What’s a typical day like?

One of the challenges of this job is that we (employees/staff) are all remotely placed across various continents of the world making it somewhat difficult to collaborate and develop work relationships. So, a typical day at eDRV involves planning my calendar and scheduling a day and a week ahead meticulously for a smooth workflow. A day/week involves interactions with the CEO and founders of the company and other employees based on the project at hand. It also involves external interactions with policymakers, potential clients (typically charge point operators and businesses), and other industry stakeholders (e.g., think tanks and academia). 

What do you love about your work?

Two things that I like the most about this job are the sector itself (electric mobility) and the flexibility it offers (remote working). I feel electric mobility in various use-cases has immense potential and will hold a strong position in the future of transportation globally. And, the fact that it is also a rapidly evolving industry also makes it quite interesting. Flexibility in work location and timings also help me in achieving the work-life balance that I really value at this point of my career. 

How does your work benefit society?

Over the course of history, transportation has enabled human progress by enabling people to seize opportunities and access new resources that were not previously available. I believe it would continue to hold a critical role in enabling economic growth and human development for years to come. Building expertise and experience in one of the core sectors of transportation (road transportation) would help anyone to build a strong career and the potential to play an important role in future development. 

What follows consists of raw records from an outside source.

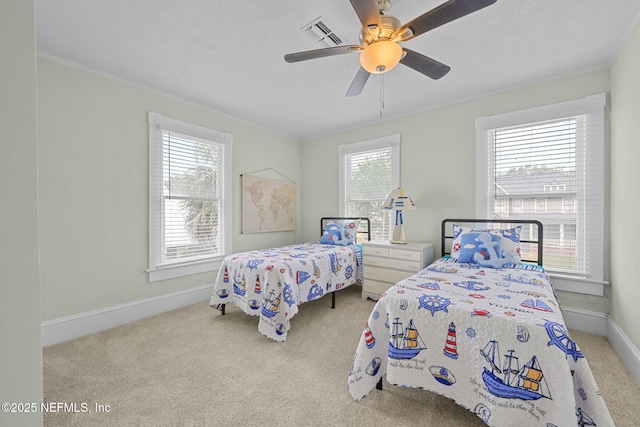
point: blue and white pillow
(486, 247)
(340, 232)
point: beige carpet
(194, 367)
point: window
(556, 148)
(517, 205)
(189, 198)
(369, 170)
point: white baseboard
(627, 351)
(601, 324)
(68, 328)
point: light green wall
(625, 184)
(437, 160)
(93, 178)
(21, 354)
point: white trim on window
(347, 153)
(159, 267)
(589, 206)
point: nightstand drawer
(385, 275)
(373, 250)
(398, 264)
(403, 254)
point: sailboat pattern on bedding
(271, 283)
(493, 340)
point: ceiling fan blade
(320, 53)
(368, 13)
(425, 65)
(358, 82)
(440, 15)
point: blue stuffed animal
(494, 260)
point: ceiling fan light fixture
(380, 56)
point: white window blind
(547, 164)
(189, 198)
(369, 170)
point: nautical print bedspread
(493, 340)
(271, 283)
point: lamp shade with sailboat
(399, 200)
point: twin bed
(481, 325)
(272, 283)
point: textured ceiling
(227, 56)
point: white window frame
(157, 270)
(390, 141)
(593, 221)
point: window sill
(578, 285)
(171, 272)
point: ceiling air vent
(321, 32)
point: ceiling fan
(381, 34)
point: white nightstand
(385, 264)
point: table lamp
(398, 200)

Tell us an example of a specific memorable work you did that is very close to you!

At the Climate Policy Initiative, a public policy think tank focused on low-carbon development, I worked on an assignment with the Ministry of Railways, Government of India for 2.5 years for developing a Railways policy for low-carbon growth. I got a key role in developing the project scope/proposal, working with the funders, undertaking research, and presenting the findings to the Railway Board. The learning was steep but the work satisfaction I got out of the assignment was also high given the practical implications of it. The Railways Board has adopted many of our recommendations, such as the high-level or near-total electrification of the railway lines in the country and the adoption of more solar power to make the railway transport even cleaner. The project work and the opportunities it gave me to present our findings and recommendations on various public platforms make this assignment the most memorable one in my career so far. 

Your advice to students based on your experience?

My primary advice to students would be to identify their interests and strengths early in their careers and focus on nurturing them. This would certainly pay dividends in the long term. Secondly, I would advise anyone starting their career to focus on specializing in one field and gaining specific skills in that field. Specialists reap greater rewards and more recognition in the long run. However, generalists also hold a place in society with their wide array of knowledge and transferable skills. Of course, whether you want to be a specialist or a generalist boils down to an individual’s choice. Overall I would say, identify your interests, nurture your strengths, and learn and upskill continuously.  

Future Plans?

While the first decade of my work life went into building my profile (job-focused) and learning skills at the workplace, I’m eager to build a more balanced profile going forward. I would like to make my typical week a mix of work, learning, volunteering, family time, and sporting. I believe this would make me a more well-rounded individual with much more to contribute to society in my later years. I strongly believe now that one’s core job alone should not define his/her entire life.